La vita è un soffio
Quattro giovani vite del vastese stroncate quando per i parametri del mondo e dell’uomo era ancora troppo presto, perché avevano ancora tante cose da fare come conoscere l’anima gemella e/o realizzarsi a livello lavorativo, un figlio da crescere, diventare mamme o papà, diventare famosi con la propria musica e soprattutto allietare con i loro sorriso le persone che erano loro affianco.
Nel giro di pochissimi giorni tra San Salvo e Montefalcone sono saliti al cielo il 13 maggio Donato D’Alberto di soli 43 anni con un bruttissimo incidente sulla moto, il 22 maggio, nello stesso giorno, Saverio Tarantino di soli 34 anni, Sofia Ferrara di appena 18 anni e Nicole Daniele che di anni ne aveva 27. Tutti e tre portati via da un brutto male! Per Sofia la sua scuola ha osservato un minuto di silenzio scandito con la campanella che aveva segnato anche la vita scolastica della giovane studentessa. Sessanta interminabili secondi che racchiudevano tutto il dolore per una vita così breve.
Niente e nessuno potrà lenire il dolore di chi resta: solo il tempo li potrà aiutare a dare a queste morti precoci una dimensione che è tutta personale che non è un divenire più lieve o più sopportabile o tacita accettazione o convivenza con il dolore.
Quale il senso e perché tanta sofferenza! Non esistono parole che possono dare una risposta e neanche quelle insopportabili frasi della serie “Il Signore si prende i fiori più belli e/o aveva bisogno di un angelo lassù o peggio ancora prima che si perdesse il Signore lo ha richiamato a sè“. Quanto non sopportavo quando qualcuno voleva provare a dover dare per forza dare una spiegazione a una morte e uscirsene con frasi simili.
Davanti alla sofferenza del distacco umano di una persona cara potrebbero essere cose buone solo il silenzio e la capacità di mettersi in ascolto di chi soffre per far sentire quella vicinanza piena d’amore.

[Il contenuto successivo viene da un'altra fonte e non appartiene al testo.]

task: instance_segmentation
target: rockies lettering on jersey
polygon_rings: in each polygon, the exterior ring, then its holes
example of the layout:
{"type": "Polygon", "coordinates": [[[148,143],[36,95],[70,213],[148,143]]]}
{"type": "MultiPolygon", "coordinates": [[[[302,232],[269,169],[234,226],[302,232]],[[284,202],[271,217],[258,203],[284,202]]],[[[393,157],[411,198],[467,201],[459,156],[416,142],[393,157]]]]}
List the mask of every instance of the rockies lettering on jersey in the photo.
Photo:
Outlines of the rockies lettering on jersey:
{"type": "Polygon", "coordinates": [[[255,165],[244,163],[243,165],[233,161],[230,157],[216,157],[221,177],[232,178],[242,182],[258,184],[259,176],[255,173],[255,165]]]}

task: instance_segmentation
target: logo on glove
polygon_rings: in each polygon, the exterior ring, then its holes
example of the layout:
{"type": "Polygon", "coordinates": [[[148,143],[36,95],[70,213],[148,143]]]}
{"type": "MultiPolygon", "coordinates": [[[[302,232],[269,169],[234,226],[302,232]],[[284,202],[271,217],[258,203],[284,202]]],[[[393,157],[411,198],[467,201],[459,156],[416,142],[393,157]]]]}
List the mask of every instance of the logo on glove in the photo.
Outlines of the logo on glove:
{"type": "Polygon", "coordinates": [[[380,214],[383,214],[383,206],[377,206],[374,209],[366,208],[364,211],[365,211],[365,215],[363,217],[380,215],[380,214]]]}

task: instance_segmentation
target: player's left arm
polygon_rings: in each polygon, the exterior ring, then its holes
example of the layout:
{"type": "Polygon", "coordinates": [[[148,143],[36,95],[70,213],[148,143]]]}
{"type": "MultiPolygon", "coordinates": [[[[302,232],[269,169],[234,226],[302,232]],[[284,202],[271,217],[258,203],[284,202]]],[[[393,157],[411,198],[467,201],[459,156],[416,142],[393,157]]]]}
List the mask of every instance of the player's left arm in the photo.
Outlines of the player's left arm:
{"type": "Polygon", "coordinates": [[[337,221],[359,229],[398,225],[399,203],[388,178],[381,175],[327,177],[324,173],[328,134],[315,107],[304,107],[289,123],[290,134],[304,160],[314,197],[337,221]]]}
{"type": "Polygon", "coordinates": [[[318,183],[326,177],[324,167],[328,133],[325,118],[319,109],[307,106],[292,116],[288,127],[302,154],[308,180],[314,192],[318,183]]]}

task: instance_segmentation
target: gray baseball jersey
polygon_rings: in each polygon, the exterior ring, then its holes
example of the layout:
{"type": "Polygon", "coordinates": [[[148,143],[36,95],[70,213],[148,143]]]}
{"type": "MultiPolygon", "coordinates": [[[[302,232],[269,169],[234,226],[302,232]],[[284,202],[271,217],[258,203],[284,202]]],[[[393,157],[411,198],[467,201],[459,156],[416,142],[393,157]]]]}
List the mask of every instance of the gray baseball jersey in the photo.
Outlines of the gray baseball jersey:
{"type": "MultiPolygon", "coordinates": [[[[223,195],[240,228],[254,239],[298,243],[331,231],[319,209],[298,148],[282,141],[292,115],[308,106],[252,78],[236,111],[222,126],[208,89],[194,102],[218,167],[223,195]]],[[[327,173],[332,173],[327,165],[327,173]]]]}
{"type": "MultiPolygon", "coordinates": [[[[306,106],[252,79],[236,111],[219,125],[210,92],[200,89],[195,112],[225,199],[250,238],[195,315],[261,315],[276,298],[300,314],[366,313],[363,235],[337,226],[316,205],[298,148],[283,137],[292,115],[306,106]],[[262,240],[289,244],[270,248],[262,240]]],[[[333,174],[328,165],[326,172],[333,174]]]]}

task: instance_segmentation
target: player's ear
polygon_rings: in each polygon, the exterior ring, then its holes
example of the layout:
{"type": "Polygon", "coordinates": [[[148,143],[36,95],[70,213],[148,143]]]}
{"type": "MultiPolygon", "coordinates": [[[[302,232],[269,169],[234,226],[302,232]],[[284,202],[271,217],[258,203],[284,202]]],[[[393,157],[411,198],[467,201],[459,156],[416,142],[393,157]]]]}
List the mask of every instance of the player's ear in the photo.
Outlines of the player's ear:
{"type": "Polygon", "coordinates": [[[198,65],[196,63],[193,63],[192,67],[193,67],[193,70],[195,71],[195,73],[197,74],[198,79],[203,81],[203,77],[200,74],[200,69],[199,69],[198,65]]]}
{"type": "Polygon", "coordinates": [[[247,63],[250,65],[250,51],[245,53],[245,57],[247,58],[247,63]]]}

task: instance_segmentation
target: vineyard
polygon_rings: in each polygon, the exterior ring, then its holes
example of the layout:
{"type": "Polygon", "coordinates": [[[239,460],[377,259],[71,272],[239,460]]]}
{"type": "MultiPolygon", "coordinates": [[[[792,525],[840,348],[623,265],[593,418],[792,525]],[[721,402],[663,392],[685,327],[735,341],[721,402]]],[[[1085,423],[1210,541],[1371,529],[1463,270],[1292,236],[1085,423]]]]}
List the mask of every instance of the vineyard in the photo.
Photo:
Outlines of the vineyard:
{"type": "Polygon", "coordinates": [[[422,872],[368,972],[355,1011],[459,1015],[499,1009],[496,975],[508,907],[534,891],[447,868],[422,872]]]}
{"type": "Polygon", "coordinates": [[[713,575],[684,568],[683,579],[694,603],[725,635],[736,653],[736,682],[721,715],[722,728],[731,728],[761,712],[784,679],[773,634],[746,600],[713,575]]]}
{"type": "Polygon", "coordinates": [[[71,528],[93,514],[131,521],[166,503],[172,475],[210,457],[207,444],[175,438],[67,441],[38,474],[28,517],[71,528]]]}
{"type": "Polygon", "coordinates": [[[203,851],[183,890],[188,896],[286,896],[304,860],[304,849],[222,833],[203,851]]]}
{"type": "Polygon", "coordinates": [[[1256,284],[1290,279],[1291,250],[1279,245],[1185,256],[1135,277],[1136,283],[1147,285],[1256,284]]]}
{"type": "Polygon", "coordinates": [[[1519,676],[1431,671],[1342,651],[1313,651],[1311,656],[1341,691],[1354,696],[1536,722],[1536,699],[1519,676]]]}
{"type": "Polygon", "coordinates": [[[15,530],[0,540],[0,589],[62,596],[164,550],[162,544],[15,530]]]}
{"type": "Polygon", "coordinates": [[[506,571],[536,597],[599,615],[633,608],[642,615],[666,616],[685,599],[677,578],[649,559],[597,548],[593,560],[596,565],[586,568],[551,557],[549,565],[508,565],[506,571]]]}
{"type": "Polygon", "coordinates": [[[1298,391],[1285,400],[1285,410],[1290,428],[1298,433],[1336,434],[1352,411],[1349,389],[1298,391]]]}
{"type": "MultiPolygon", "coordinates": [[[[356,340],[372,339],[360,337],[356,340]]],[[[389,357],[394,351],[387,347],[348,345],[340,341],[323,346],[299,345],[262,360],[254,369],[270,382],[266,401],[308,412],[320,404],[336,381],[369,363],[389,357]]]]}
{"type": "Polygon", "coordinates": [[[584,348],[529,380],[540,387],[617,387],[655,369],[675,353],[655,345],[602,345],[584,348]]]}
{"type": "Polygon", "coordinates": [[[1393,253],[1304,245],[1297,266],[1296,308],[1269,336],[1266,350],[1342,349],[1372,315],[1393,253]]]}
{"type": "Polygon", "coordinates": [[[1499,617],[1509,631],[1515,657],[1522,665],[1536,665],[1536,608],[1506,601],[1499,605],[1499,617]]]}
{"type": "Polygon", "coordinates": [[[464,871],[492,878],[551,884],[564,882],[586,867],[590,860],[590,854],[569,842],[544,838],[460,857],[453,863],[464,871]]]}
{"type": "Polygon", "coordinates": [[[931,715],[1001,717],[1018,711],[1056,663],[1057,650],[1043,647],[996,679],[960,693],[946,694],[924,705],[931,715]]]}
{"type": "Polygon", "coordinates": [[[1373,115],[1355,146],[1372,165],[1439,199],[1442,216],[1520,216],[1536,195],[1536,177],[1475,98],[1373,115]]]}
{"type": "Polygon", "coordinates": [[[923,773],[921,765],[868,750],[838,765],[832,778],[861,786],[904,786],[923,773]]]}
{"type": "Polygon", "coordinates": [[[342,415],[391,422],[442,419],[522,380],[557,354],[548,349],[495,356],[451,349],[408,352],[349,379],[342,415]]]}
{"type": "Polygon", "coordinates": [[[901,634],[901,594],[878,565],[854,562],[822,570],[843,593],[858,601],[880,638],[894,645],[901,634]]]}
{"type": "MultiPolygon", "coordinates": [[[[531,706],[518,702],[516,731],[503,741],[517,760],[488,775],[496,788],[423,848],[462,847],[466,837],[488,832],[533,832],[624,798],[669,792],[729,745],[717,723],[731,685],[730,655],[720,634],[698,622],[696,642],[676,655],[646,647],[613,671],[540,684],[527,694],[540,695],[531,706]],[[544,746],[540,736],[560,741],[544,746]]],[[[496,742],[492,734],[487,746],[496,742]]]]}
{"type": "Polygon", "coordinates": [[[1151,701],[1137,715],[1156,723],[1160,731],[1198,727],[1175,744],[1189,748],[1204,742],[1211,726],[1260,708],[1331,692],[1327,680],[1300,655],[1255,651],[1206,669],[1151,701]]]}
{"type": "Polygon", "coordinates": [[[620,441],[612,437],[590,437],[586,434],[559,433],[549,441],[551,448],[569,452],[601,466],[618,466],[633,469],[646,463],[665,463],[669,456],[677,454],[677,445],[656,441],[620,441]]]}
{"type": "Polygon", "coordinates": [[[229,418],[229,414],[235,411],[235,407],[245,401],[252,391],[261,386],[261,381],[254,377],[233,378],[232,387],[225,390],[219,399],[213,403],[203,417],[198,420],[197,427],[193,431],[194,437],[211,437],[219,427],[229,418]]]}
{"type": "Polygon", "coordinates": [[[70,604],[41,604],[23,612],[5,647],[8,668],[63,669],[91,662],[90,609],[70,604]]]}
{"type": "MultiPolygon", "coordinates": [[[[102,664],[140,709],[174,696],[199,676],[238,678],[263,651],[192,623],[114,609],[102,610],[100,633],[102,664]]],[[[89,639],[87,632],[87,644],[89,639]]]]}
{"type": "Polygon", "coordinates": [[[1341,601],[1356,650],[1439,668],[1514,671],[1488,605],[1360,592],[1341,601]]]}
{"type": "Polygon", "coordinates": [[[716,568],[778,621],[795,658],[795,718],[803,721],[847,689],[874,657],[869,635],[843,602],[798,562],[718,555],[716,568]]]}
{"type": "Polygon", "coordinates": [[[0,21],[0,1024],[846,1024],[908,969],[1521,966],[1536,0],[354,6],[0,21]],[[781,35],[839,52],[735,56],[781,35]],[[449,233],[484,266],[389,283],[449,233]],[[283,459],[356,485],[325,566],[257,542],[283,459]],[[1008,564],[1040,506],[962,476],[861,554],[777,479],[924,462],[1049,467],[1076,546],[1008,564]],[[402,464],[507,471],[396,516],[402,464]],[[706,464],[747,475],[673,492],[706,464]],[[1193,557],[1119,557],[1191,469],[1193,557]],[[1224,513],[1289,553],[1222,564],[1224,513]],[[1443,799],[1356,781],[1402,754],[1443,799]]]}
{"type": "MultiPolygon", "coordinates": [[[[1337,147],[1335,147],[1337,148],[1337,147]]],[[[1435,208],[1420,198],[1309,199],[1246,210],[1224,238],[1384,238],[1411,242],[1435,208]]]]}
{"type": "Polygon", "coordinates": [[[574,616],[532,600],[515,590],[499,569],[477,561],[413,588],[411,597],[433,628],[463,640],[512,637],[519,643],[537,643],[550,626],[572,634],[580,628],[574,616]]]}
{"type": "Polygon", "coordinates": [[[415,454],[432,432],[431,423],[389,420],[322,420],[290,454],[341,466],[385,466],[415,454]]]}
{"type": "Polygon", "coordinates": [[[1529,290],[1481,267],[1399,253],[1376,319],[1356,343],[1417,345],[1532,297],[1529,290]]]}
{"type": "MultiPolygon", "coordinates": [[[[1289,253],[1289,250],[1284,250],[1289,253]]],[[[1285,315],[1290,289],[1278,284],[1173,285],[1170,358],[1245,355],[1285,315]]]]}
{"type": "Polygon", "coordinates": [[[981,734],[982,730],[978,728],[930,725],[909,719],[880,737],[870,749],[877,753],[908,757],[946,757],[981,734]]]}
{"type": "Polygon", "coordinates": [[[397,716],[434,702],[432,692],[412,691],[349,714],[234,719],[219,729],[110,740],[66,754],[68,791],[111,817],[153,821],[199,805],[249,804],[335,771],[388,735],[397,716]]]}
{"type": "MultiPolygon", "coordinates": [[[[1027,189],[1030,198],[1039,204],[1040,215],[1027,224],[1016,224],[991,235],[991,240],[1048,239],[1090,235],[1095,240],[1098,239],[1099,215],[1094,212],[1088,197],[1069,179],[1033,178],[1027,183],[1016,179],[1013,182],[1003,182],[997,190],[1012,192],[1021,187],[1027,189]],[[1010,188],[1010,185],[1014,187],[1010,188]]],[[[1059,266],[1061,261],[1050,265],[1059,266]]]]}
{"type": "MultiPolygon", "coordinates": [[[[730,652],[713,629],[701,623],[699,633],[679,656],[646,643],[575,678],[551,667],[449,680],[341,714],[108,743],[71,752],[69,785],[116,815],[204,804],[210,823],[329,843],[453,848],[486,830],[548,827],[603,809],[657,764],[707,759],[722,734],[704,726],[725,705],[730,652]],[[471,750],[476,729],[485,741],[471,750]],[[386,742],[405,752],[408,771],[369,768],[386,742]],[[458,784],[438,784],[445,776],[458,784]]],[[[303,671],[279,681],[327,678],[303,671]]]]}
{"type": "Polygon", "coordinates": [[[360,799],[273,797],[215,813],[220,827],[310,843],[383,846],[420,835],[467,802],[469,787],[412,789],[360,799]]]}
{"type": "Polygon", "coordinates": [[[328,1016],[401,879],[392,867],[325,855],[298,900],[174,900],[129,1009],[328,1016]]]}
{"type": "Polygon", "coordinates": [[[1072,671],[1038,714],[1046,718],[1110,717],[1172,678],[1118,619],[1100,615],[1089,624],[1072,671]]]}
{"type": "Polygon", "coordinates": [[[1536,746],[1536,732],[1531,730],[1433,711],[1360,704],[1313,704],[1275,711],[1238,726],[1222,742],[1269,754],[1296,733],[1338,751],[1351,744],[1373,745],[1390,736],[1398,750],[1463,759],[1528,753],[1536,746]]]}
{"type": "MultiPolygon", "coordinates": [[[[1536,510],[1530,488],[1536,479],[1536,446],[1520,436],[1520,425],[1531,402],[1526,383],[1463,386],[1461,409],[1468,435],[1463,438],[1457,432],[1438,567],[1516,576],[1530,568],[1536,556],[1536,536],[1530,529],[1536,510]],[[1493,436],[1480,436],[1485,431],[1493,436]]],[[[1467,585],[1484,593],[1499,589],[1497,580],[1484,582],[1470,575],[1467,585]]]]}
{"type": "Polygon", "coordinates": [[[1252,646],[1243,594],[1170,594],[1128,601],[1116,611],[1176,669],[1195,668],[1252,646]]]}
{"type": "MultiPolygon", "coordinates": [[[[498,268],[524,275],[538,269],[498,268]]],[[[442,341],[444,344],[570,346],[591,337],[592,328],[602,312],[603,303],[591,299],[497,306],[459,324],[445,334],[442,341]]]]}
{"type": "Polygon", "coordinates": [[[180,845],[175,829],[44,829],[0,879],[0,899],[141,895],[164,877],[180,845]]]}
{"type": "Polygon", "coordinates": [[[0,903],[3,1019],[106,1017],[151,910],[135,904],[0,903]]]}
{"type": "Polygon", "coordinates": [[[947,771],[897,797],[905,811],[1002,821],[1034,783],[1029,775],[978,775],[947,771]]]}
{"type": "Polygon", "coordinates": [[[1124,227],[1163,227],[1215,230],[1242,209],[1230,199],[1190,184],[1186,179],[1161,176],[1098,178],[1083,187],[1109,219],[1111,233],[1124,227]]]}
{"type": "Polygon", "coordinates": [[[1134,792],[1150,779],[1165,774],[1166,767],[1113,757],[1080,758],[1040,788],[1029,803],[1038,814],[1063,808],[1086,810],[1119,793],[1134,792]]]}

Mia mamma diceva “Solo alla morte non c’è soluzione“. Ragionando con una logica puramente umana e spogliata da una consapevolezza di fede, le morti come quelle struggenti e strazianti di queste giovani vite avvenute nell’arco di pochissimi giorni nel nostro territorio, potrebbero darci la possibilità di vivere la nostra vita una consapevolezza diversa e in pienezza insegnandoci ad assaporare attimo per attimo e a gustarci appieno tutte le persone che ci circondano e che ci amano.
Se io sapessi che stasera, domani, tra uno/due… mese un anno …. , morirò, cosa vorrei fare di questo tempo che mi resta? Vale davvero la pena prendersela per quella situazione che mi angustia, ha senso che mi metto a litigare con quella persona, quell’oggetto che tanto desidero e bramo mi servirà? Pensando a queste vite stroncate quante domande e quante risposte di senso ci possiamo porre di fronte alla nostra morte personale?
La morte può assumere un senso nella dimensione in cui ci insegna a considerare la vita come un dono e non importa in quale situazione e/o età ci si trovi. Non è mai tardi per fare della nostra vita qualcosa di meraviglioso per noi e per le persone che incrociamo sul nostro cammino e che insieme a noi possano fare altrettanto e rendere questo mondo migliore.
Gesù stesso era un giovane innamorato della vita che non voleva morire: «Padre mio, se è possibile, passi da me questo calice! Però non come voglio io, ma come vuoi tu!». Le testimonianze di chi ha conosciuto questi giovani venuti a mancare in questi giorni, li descrivono come persone solari innamorate della vita, testimonianze che non possono lasciarci indifferenti e farci continuare a vivere come se nulla fosse successo.